# Please help - major bruising after luxating patella surgery



## kiker14 (Mar 8, 2009)

hello, my 3.5 year old chihuahua had surgery on both her rear legs for her luxating patellas. She did not have much bruising when we brought her home today (the surgery was two days ago) but there is a rather large bruise that is forming on the top of her leg and we are having a hard time reaching our vet - has anybody experienced this before? is it normal? I will post pictures in a few minutes.

Here is the poor puppy...


----------



## Inga (Jun 16, 2007)

Do you have an emergency vet you can at least make a call to? That looks more like an irritation of some type then a bruise to me. Poor little baby having to go through all that. I hope she can recover quickly. NO dog should have to go through such a thing.  Good Luck to you, I hope someone else will be able to offer more. I have never had a dog with Luxating Patellas so I don't know if that is normal. Just wanted to wish you and your puppy well.


----------



## kiker14 (Mar 8, 2009)

Thanks - the emergency vet did not pick up for the last few hours! We started calling other animal hospitals in the area but all the doctors are "busy with emergencies" we are just going to keep calling around until we find sombody or until somebody here can help us out. I agree, it looks almost like a rash - but she has just been sitting all day. I wonder if she is having some sort of alergic reaction to the pain meds...


----------



## Inga (Jun 16, 2007)

It is possible that it is a very bad razor burn. I have seen dogs with those after surgery but I wouldn't have thought it would take 2 days to show up so red. Where did you get your puppy? Did you talk to your breeder about the surgery? Maybe they could be a resource to you as well. I think Luxating Patellas are fairly common in Chihuahua's right? Keep Calling sooner or later someone will answer. Until then, let her rest. Poor baby. 
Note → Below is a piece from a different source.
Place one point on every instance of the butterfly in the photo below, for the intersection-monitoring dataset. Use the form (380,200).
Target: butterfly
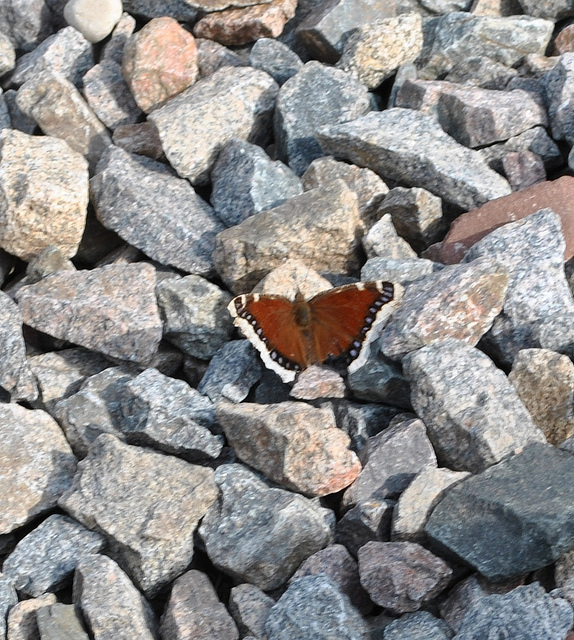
(292,335)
Edit: I just wanted to add, she looks so sweet and cute, I just want to give her a kiss on her little head.


----------



## kiker14 (Mar 8, 2009)

thank you very much - she is normally a very happy little dog - here is a pic from well before the surgery...










Truth be told it's my girlfriends dog (I have a cat) but we have been dating for quite some time and live together now so we are all one big happy family - here is halloween a few years ago..










I can't wait for Bella (the dog) to feel better so that she can get back to being herself!


----------



## Inga (Jun 16, 2007)

Crack me up! LOVE the picture. I had a dog that should have been in your family.  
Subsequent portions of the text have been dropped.